Nel 1860 si unisce alla Spedizione dei Mille e, durante una battaglia, perde un occhio. Alla fine dello stesso anno si trasferisce a Firenze, dove ritrova Signorini e D’Ancona che lo introducono all’ambiente del Caffè Michelangelo, centro propulsore del movimento macchiaiolo, frequentato da pittori quali Vincenzo Cabianca, Odoardo Borrani, Serafino De Tivoli e animato dal critico, collezionista e mecenate Diego Martelli. Abbati stringe intime amicizie ed avvia un limpido ed intenso percorso artistico, destinato tuttavia a concludersi pochi anni dopo, che permette di annoverarlo tra i migliori pittori dell’Ottocento italiano. Esegue, in quel periodo, studi degli interni delle chiese fiorentine di San Miniato e Santa Croce, trascorre i mesi estivi del 1861 a Castiglioncello, ospite di Diego Martelli insieme a Signorini e, probabilmente alla fine dello stesso anno, dipinge “Il chiostro di Santa Croce”.

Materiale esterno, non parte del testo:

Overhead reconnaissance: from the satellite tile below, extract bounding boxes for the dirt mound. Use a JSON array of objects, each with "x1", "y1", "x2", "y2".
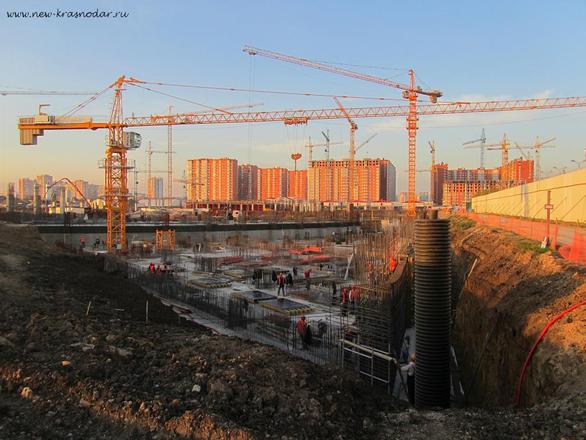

La sua attività espositiva, tra 1862 e 1864, è costante: nel 1863, alle Promotrici di Torino e di Firenze, espone opere eseguite “en plein air”, come “Dintorni di Firenze”, “Ulivi del Monte alle Croci”, “Motivo presso Castiglioncello”; nel 1864, a Brera, presenta “Il lattaio di Piagentina”. Durante il medesimo anno esegue diversi studi dal vero del Camposanto di Pisa e trascorre l’estate a Castiglioncello, nuovamente ospite di Martelli, con il quale condivide, a conferma di una stretta amicizia, l’appartamento fiorentino di via della Sprone sostituito, nel 1865, da una casa fuori porta San Gallo, in comune anche con Zandomeneghi, appena arrivato da Venezia. Allo stesso periodo risale il bel “Ritratto di Teresa Fabbrini”, e il “Monaco al coro”, inviato alla Promotrice di Napoli e acquistato, in seguito, dal Museo di Capodimonte.
Intanto la passione politica non viene meno. Partecipa nel 1866 alla III Guerra d’Indipendenza, viene fatto prigioniero nella battaglia di Custoza e internato in Croazia. Rientrato a Firenze nel dicembre del 1866, si trasferisce a Castelnuovo di Misericordia, nell’entroterra livornese, dove dipinge felicemente, invia opere a diverse esposizioni e, poco dopo, tramite Martelli, conosce Giovanni Fattori, che ne apprezza il lavoro. Nel dicembre 1867, Abbati viene morso dal proprio cane Cennino, si ammala di idrofobia e muore due mesi più tardi all’ospedale di Santa Maria Nuova a Firenze.